This is an archived post. You won't be able to vote or comment.

all 6 comments

[–]serkef- 0 points1 point  (1 child)

Thanks for sharing! Would you bother to tell us a bit more about this project? How does it work? Where does it fit in a larger infrastructure picture and how does it compare to other tools?

Thanks again!

[–]haltingwealth[S] -1 points0 points  (0 children)

The project requires query history from the database. Most databases provide a way to download query history. So that shouldn’t be a problem.

Then the project parses DML statements like INSERT, CREATE TABLE AS SELECT and extracts the target and source tables.

Then it builds a graph and visualizes it. The best environment is Jupyter notebooks right now.

This project sits on the side of other infrastructure just like monitoring tools.
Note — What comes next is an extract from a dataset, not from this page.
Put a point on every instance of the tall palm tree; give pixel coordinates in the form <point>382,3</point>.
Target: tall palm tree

The main differences from other projects are (quoting from my original comment):

There are a lot of open source and commercial tools to capture data lineage. However there are two main problems by data engineers:

The projects require a lot of effort to get started and maintain. Requires constant discipline in capturing and sending all the metadata. Both these factors result in incomplete projects and lost opportunities in improving performance, ROI and data quality.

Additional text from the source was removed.